The CBI review process involved the submission to the CBI of the index factsheet, methodology, list of constituents and their weightings as well as a completed checklist against the CBI index requirements.
A confirmation to the CBI of compliance of the index with the CBI requirements had to be submitted as part of the submission and also in instances where the submission was not required.

The New Index Certification Process

The guidance has introduced a self-certification regime for UCITS proposing to use an index. As before, the CBI requires a confirmation of compliance of the index with the CBI requirements. As part of the new certification process, this confirmation must now be provided by a director on behalf the UCITS management company.

The CBI has also simplified the requirement for a submission in circumstances where the weighting of a single corporate issuer in an index makes up more than 20% and up to 35% of the index.
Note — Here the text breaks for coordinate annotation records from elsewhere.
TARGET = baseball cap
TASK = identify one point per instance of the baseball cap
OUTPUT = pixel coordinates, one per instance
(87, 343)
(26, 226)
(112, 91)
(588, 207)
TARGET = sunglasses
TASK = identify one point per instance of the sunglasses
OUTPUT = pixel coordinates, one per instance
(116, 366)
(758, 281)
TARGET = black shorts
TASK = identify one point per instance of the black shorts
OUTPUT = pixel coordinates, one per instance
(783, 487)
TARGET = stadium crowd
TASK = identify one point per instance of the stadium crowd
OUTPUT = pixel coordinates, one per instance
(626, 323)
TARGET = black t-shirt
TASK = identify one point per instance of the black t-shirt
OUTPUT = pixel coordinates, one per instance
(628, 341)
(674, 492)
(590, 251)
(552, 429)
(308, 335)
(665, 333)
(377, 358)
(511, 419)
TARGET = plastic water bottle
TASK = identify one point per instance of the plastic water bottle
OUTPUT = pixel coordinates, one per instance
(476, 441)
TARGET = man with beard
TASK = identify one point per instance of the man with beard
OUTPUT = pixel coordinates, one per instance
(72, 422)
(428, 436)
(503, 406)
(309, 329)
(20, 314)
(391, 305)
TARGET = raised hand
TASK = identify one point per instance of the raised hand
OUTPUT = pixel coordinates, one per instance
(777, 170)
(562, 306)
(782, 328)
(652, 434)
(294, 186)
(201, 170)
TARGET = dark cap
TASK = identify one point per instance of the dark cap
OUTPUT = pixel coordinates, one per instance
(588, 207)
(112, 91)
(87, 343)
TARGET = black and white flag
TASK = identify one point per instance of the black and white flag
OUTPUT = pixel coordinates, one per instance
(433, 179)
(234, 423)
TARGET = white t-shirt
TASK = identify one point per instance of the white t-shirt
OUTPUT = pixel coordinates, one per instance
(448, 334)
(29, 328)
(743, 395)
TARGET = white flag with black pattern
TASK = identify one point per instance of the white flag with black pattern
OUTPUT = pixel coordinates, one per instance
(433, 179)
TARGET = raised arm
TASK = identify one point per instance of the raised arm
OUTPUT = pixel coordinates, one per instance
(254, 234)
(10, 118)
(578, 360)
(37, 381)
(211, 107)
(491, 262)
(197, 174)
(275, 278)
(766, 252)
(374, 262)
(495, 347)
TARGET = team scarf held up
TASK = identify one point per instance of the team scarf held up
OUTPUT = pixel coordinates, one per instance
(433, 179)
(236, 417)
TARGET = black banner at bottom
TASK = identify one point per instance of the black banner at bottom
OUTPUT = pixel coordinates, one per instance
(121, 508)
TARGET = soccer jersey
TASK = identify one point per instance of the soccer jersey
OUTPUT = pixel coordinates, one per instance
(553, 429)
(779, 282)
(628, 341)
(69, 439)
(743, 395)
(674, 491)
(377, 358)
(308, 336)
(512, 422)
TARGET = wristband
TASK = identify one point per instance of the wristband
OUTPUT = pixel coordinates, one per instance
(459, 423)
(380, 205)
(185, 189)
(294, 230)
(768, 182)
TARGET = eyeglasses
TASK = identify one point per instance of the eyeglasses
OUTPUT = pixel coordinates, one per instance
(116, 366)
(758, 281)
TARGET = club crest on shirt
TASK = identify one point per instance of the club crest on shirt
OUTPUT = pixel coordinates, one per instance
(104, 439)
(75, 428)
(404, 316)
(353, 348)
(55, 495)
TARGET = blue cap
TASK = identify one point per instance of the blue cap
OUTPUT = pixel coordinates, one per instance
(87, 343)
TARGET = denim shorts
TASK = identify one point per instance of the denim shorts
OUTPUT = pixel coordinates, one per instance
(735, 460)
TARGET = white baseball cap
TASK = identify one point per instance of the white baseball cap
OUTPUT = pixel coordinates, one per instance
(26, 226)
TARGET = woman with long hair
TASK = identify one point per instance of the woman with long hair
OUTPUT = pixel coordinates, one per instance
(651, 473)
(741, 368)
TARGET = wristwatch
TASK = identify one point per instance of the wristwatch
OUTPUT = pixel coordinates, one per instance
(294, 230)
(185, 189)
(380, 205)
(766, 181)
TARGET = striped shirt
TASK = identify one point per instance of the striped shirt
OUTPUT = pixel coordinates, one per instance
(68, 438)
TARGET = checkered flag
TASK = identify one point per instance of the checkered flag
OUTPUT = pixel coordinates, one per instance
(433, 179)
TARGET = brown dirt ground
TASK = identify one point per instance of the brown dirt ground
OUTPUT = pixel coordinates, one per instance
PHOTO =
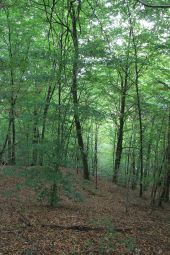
(146, 231)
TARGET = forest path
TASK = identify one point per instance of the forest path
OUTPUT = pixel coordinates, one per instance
(22, 221)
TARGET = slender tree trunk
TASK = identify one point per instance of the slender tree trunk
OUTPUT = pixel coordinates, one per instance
(75, 18)
(11, 141)
(165, 192)
(35, 138)
(120, 128)
(96, 154)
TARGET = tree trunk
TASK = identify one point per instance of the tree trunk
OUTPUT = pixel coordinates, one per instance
(74, 92)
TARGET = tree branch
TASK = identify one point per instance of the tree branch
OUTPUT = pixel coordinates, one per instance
(154, 5)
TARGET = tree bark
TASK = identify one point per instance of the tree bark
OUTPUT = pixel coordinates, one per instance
(74, 91)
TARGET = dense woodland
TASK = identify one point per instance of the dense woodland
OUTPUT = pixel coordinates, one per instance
(84, 86)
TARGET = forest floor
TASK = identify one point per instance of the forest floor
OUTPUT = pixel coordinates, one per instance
(98, 225)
This would arise in the context of indices comprised of corporate issuers whereby the usual UCITS ‘5/10/40’ concentration limit for corporate issuers (i.e. the exposure to the same issuer cannot be more than 10% and the sum of constituents with a weighting in excess of 5% cannot be more than 40%) is exceeded. In these circumstances, the index could avail of the increased ‘20/35’ concentration limit envisaged by the UCITS rules (i.e. exposure to the same issuer cannot be more than 20% and exposure to one issuer may be raised to 35% where this is justified by exceptional market conditions). Under the guidance, the index submission in respect of ‘20/35’ indices is now limited to setting out why the market conditions justify increasing the concentration limit for investment in a single issuer to 35%. The index due diligence documentation is no longer required to be provided to the CBI as part of the submission.

Index Quality Assessments

The CBI expectations as to the information that a UCITS manager must maintain in respect of indices used by the UCITS under its management are set out in the guidance for the first time. It is made clear in the guidance that the CBI expects a UCITS manager to be in a position to demonstrate at all times that indices used by the UCITS under its management comply with the regulatory requirements. It is envisaged that the CBI would carry out spot checks and the guidance sets out the following minimum information that must be provided to the CBI upon request:
• the rationale as to how the index achieves the objective of being a benchmark for the market to which it refers;
• the methodology used to construct the index (which should be adequately described and include data on constituent selection criteria, constituent price collection procedures, asset allocation rules and guidelines for altering and re-balancing the index);
• information on index constituents and their current as well as historic weights;
• details as to how the index calculation methodology is verified;
• information should be provided on any fees embedded in the index; and
• any technical and marketing documents produced by the index sponsor.

Summary and Action Required

Notwithstanding the simplification that the new certification regime brings, UCITS managers are likely to find that not a whole lot has changed as far as the CBI review process is concerned. In summary, index submissions have been done away with for indices comprised of ineligible assets and have been simplified for indices that rely on the increased ‘20/35’ issuer concentration limits. A confirmation in respect of index compliance (now in the form of a certification from the management company) still has to be given for every index. The level of due diligence that UCITS managers have to carry out pursuant to the UCITS requirements on the indices they use has also not changed.

Arguably of greater note is that the CBI has formally set out its expectations as to the level of information it expects to receive at short notice from a UCITS manager in relation to the indices used by the UCITS under its management. It is now timely for UCITS managers to review the index due diligence documentation maintained by them against the CBI requirements and ensure that it is in the form that could be provided to the CBI at short notice upon request.